Effect of Alstonia scholaris bark extract on testicular function of Wistar rats

R. S. Gupta1, Rakhi Sharma¹, Aruna Sharma¹, A.K. Bhatnager², M.P. Dobhal³, Y.C. Joshi4, M.C. Sharma⁴

¹ Reproduction Physiology Section, Department of Zoology, University of Rajasthan, Jaipur - 302004, India

Asian J Androl 2002 Sep; 4: 175-178          

Keywords: Alstonia scholaris; testis; sperm motility; sialic acid; Sertoli cells

Abstract

Aim: To evaluate the antifertility effect of Alstonia scholaris bark extract in male rats. Methods: In male Wistar rats Alstonia scholaris bark extract was given by oral route at a dose of 200 mg/day for 60 days. The fertility and testicular function were assessed by mating tests, sperm motility, sperm concentration, biochemical indices and testicular cell population dynamics. Results: Oral feeding with the extract at a dose of 200 mg/day for the period of 60 days did not cause body weight loss, while the weights of testes, epididymides, seminal vesicle and ventral prostate were significantly reduced. The production of step-19 spermatids was reduced by 79.6 % in treated rats. The population of preleptotene and pachytene spermatocytes were decreased by 61.9 % and 60.1 %, respectively. Spermatogonia and Sertoli cell population were also affected. The seminiferous tubule and Leydig cell nuclear area were reduced significantly (P<0.01) when compared to the controls. Reduced sperm count and motility resulted in a total suppression of fertility.

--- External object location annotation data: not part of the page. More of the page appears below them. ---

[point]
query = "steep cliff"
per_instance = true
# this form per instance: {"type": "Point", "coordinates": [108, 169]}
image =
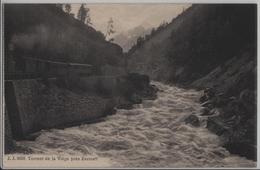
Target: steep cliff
{"type": "Point", "coordinates": [213, 47]}
{"type": "Point", "coordinates": [47, 32]}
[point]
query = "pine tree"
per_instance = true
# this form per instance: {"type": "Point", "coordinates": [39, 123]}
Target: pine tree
{"type": "Point", "coordinates": [110, 28]}
{"type": "Point", "coordinates": [67, 8]}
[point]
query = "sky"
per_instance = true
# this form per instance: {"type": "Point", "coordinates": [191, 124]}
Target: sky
{"type": "Point", "coordinates": [129, 16]}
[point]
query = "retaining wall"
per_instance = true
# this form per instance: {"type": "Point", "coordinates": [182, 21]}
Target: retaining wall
{"type": "Point", "coordinates": [33, 105]}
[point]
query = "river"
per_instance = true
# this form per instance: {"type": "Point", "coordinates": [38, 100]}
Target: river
{"type": "Point", "coordinates": [152, 134]}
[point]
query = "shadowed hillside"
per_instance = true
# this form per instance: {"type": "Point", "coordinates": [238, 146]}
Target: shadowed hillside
{"type": "Point", "coordinates": [213, 47]}
{"type": "Point", "coordinates": [52, 34]}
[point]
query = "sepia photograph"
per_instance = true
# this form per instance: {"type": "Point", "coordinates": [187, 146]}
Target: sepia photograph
{"type": "Point", "coordinates": [129, 85]}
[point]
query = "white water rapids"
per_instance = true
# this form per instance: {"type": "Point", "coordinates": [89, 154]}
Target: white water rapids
{"type": "Point", "coordinates": [152, 134]}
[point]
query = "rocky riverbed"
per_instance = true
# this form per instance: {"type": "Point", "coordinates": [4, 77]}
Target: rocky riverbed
{"type": "Point", "coordinates": [152, 134]}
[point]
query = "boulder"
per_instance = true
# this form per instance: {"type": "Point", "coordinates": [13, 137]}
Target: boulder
{"type": "Point", "coordinates": [193, 120]}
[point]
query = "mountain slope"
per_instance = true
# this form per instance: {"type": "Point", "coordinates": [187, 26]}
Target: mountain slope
{"type": "Point", "coordinates": [196, 42]}
{"type": "Point", "coordinates": [211, 47]}
{"type": "Point", "coordinates": [46, 32]}
{"type": "Point", "coordinates": [127, 39]}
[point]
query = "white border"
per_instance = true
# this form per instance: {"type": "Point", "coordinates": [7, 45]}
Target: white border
{"type": "Point", "coordinates": [129, 1]}
{"type": "Point", "coordinates": [133, 1]}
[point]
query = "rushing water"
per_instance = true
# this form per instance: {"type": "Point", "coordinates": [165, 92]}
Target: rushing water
{"type": "Point", "coordinates": [152, 134]}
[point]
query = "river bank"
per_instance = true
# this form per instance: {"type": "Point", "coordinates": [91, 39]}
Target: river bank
{"type": "Point", "coordinates": [152, 134]}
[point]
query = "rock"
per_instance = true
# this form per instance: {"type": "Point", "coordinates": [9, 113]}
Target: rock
{"type": "Point", "coordinates": [208, 104]}
{"type": "Point", "coordinates": [205, 111]}
{"type": "Point", "coordinates": [193, 120]}
{"type": "Point", "coordinates": [209, 93]}
{"type": "Point", "coordinates": [216, 125]}
{"type": "Point", "coordinates": [136, 99]}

A significant fall in the protein and sialic acid content of the testes, epididymides, seminal vesicle and ventral prostate as well as glycogen content of testes were also noticed. The fructose content in the seminal vesicle was lowered whereas the testicular cholesterol was elevated as compared with the controls. The following compounds were obtained from the extract with chromatographic separation over Si-gel column: a-amyrin, b-amyrin, lupiol acetate, venenative, rhazine and yohimbine. Conclusion: At the dose level employed, Alstonia scholaris bark extract has a significant antifertility effect in male rats; the primary site of action may be post meiotic germ cells (Step 19 spermatids).

1 Introduction

Alstonia scholaris (Apocynaceae) commonly known as saptparni in sanskrit, is a plant distributed throughout the tropical and subtropical regions of the world. The plant is available in Jaipur, Rajasthan (India). The species of Alstonia are used in traditional system of medicine [1]. The extract of its root bark exhibited cytotoxic activity against two human lung cancers, adenocarcinoma and large cell carcinoma. Some of the Alstonia species have also been used for the cure of malaria [2]. The Alstonia species are indicated to be rich in alkaloids [3].

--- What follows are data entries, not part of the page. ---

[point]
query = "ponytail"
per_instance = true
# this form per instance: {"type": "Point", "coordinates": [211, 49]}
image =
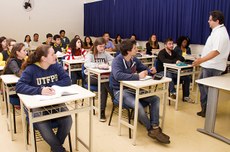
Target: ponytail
{"type": "Point", "coordinates": [36, 55]}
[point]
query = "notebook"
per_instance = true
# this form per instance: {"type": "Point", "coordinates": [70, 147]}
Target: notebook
{"type": "Point", "coordinates": [146, 78]}
{"type": "Point", "coordinates": [59, 91]}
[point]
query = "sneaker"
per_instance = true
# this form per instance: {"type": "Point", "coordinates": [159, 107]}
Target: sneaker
{"type": "Point", "coordinates": [173, 95]}
{"type": "Point", "coordinates": [159, 136]}
{"type": "Point", "coordinates": [102, 118]}
{"type": "Point", "coordinates": [201, 113]}
{"type": "Point", "coordinates": [188, 99]}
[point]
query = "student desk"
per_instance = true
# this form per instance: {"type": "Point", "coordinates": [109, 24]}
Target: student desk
{"type": "Point", "coordinates": [71, 63]}
{"type": "Point", "coordinates": [143, 89]}
{"type": "Point", "coordinates": [214, 85]}
{"type": "Point", "coordinates": [8, 85]}
{"type": "Point", "coordinates": [31, 103]}
{"type": "Point", "coordinates": [101, 79]}
{"type": "Point", "coordinates": [147, 60]}
{"type": "Point", "coordinates": [179, 71]}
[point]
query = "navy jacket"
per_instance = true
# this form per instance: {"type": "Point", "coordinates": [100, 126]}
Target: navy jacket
{"type": "Point", "coordinates": [121, 71]}
{"type": "Point", "coordinates": [34, 78]}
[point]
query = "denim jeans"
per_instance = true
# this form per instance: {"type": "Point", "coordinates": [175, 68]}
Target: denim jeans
{"type": "Point", "coordinates": [55, 140]}
{"type": "Point", "coordinates": [205, 73]}
{"type": "Point", "coordinates": [185, 80]}
{"type": "Point", "coordinates": [75, 75]}
{"type": "Point", "coordinates": [153, 102]}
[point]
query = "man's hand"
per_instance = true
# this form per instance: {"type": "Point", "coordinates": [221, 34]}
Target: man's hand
{"type": "Point", "coordinates": [143, 74]}
{"type": "Point", "coordinates": [153, 70]}
{"type": "Point", "coordinates": [197, 62]}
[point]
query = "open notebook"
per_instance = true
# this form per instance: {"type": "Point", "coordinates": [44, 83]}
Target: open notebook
{"type": "Point", "coordinates": [146, 78]}
{"type": "Point", "coordinates": [59, 91]}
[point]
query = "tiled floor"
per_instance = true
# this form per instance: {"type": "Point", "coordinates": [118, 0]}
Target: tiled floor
{"type": "Point", "coordinates": [181, 125]}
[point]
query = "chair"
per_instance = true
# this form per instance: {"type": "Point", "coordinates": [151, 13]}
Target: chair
{"type": "Point", "coordinates": [93, 88]}
{"type": "Point", "coordinates": [38, 137]}
{"type": "Point", "coordinates": [116, 107]}
{"type": "Point", "coordinates": [14, 101]}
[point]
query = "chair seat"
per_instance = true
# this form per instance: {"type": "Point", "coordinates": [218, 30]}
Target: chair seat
{"type": "Point", "coordinates": [14, 100]}
{"type": "Point", "coordinates": [92, 87]}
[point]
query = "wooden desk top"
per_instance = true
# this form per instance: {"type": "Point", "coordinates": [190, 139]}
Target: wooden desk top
{"type": "Point", "coordinates": [31, 102]}
{"type": "Point", "coordinates": [174, 66]}
{"type": "Point", "coordinates": [220, 82]}
{"type": "Point", "coordinates": [146, 83]}
{"type": "Point", "coordinates": [9, 78]}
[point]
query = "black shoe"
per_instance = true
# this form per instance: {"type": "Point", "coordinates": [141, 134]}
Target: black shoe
{"type": "Point", "coordinates": [173, 95]}
{"type": "Point", "coordinates": [201, 113]}
{"type": "Point", "coordinates": [102, 118]}
{"type": "Point", "coordinates": [159, 136]}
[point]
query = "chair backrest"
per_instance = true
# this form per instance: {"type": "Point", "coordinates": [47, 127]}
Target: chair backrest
{"type": "Point", "coordinates": [83, 74]}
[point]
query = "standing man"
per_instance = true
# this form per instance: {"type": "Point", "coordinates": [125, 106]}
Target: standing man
{"type": "Point", "coordinates": [64, 40]}
{"type": "Point", "coordinates": [214, 55]}
{"type": "Point", "coordinates": [109, 47]}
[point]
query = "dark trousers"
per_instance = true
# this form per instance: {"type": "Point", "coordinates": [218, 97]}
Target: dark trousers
{"type": "Point", "coordinates": [205, 73]}
{"type": "Point", "coordinates": [104, 91]}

However, no attention was paid to its possible effect on the reproductive system of mammals. In the present study the male antifertility activity of Alstonia scholaris bark extract was investigated.

2 Material and methods

2.1 Plant material

Alstonia scholaris bark was harvested in Sep. 2000 from Jaipur region (India) and authenticated by Dr. Navjyot Sarana, Associate Professor, Department of Botany, University of Rajasthan, Jaipur (India).

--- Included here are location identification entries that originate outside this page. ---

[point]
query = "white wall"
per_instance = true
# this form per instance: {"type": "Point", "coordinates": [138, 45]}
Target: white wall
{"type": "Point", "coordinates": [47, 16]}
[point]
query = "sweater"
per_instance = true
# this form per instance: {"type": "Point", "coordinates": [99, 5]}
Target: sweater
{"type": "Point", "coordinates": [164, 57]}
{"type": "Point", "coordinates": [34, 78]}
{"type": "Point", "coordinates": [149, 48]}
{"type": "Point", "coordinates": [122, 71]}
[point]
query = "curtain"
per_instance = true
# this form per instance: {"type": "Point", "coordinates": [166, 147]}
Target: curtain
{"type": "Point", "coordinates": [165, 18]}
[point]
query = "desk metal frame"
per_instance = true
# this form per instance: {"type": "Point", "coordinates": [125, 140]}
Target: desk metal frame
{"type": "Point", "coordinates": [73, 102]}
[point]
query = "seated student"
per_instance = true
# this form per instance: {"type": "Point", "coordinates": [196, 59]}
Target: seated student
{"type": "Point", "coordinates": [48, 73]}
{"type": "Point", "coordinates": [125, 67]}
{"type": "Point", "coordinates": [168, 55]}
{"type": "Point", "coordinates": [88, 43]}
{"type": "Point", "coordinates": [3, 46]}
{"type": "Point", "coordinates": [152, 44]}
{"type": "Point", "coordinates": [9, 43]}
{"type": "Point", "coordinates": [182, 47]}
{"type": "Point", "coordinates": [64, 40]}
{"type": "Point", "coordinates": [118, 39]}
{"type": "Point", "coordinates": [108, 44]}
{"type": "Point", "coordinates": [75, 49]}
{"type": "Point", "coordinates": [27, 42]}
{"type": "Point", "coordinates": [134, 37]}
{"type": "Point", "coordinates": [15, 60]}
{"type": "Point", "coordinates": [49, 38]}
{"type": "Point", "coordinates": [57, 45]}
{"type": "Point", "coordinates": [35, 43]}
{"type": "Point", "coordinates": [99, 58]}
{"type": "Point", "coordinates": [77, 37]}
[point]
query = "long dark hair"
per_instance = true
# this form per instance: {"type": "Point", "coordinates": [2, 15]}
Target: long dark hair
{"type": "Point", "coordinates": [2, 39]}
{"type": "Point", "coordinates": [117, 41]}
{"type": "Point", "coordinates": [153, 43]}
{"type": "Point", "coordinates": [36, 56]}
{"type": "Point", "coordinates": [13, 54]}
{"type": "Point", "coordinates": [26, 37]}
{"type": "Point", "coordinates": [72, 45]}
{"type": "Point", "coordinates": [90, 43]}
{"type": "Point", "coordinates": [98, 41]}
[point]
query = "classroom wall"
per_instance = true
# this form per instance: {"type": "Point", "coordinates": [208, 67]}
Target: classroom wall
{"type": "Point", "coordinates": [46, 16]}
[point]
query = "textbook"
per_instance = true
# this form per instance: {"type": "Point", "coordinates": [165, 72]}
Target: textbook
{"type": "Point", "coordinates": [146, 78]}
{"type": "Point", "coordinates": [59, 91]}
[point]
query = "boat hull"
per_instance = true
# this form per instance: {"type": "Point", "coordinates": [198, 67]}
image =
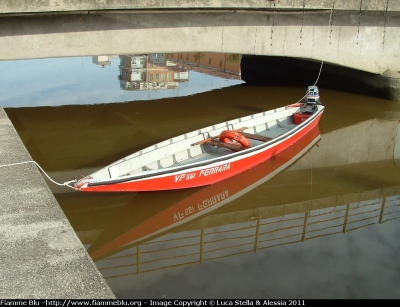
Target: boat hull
{"type": "Point", "coordinates": [207, 174]}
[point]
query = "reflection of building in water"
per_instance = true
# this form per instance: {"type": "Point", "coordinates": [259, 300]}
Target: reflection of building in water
{"type": "Point", "coordinates": [103, 60]}
{"type": "Point", "coordinates": [150, 71]}
{"type": "Point", "coordinates": [223, 65]}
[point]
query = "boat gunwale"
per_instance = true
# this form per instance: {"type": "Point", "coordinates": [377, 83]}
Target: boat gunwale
{"type": "Point", "coordinates": [159, 173]}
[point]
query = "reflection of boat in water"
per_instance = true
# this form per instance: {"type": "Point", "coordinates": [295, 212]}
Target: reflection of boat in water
{"type": "Point", "coordinates": [129, 228]}
{"type": "Point", "coordinates": [211, 154]}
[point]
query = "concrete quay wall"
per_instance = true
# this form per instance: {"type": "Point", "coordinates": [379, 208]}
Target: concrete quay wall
{"type": "Point", "coordinates": [52, 6]}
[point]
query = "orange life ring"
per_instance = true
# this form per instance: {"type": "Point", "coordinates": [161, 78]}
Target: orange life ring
{"type": "Point", "coordinates": [233, 137]}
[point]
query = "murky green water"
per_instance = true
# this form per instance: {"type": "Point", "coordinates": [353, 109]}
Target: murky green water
{"type": "Point", "coordinates": [320, 220]}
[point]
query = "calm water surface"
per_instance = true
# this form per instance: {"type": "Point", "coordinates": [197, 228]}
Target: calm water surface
{"type": "Point", "coordinates": [320, 220]}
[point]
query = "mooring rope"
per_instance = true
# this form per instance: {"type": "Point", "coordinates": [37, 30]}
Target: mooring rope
{"type": "Point", "coordinates": [65, 184]}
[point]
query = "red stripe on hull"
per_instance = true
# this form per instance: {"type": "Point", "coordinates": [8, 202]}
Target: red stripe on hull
{"type": "Point", "coordinates": [207, 175]}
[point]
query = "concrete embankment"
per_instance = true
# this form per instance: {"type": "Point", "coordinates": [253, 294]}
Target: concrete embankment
{"type": "Point", "coordinates": [40, 254]}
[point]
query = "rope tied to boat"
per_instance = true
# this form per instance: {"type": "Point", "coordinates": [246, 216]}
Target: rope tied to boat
{"type": "Point", "coordinates": [66, 184]}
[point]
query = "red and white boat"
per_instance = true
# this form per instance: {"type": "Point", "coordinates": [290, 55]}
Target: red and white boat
{"type": "Point", "coordinates": [138, 222]}
{"type": "Point", "coordinates": [211, 154]}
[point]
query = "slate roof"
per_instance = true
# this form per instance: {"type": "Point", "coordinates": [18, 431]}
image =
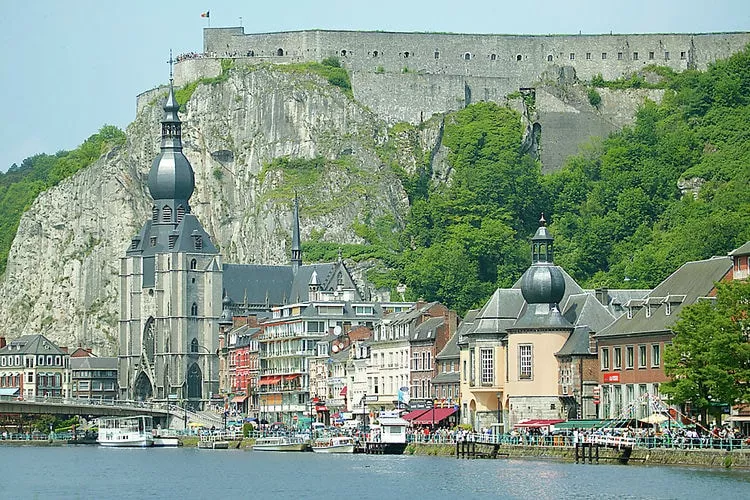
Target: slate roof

2.2 Extraction and isolation

Shade dried and powdered stem bark of Alstonia scholaris was extracted with ethanol for about 46-48 h. The filtrate obtained was concentrated under reduced pressure and yielded a dark brown semi-solid mass. The extract so obtained was washed with petroleum ether for the removal of the fat portion. This fat free part was extracted with benzene. A part of this final extract was employed in the study on its biological activity and the rest, for the isolation of constituent compounds by means of chromatographic separation over Si-gel column.

2.3 Animals

Wistar rats, weighing 150-160 g, obtained from Jamia Hamdard, Hamdard University, New Delhi were used. Animals were housed in steel cages and maintained under standard conditions (12 h light/ 12 h dark cycle; 253; 35 %~60 % relative humidity). Rat feed (Hindustan Lever Ltd.) and tap water were provided ad libitum.

2.4 Study protocol

Male rats of proven fertility were divided into two groups of 10 each. Group 1: Controls, receiving vehicle (distilled water, 0.5 ml/day) for 60 days. Group 2: Treated, receiving the extract (200 mg/day) for 60 days.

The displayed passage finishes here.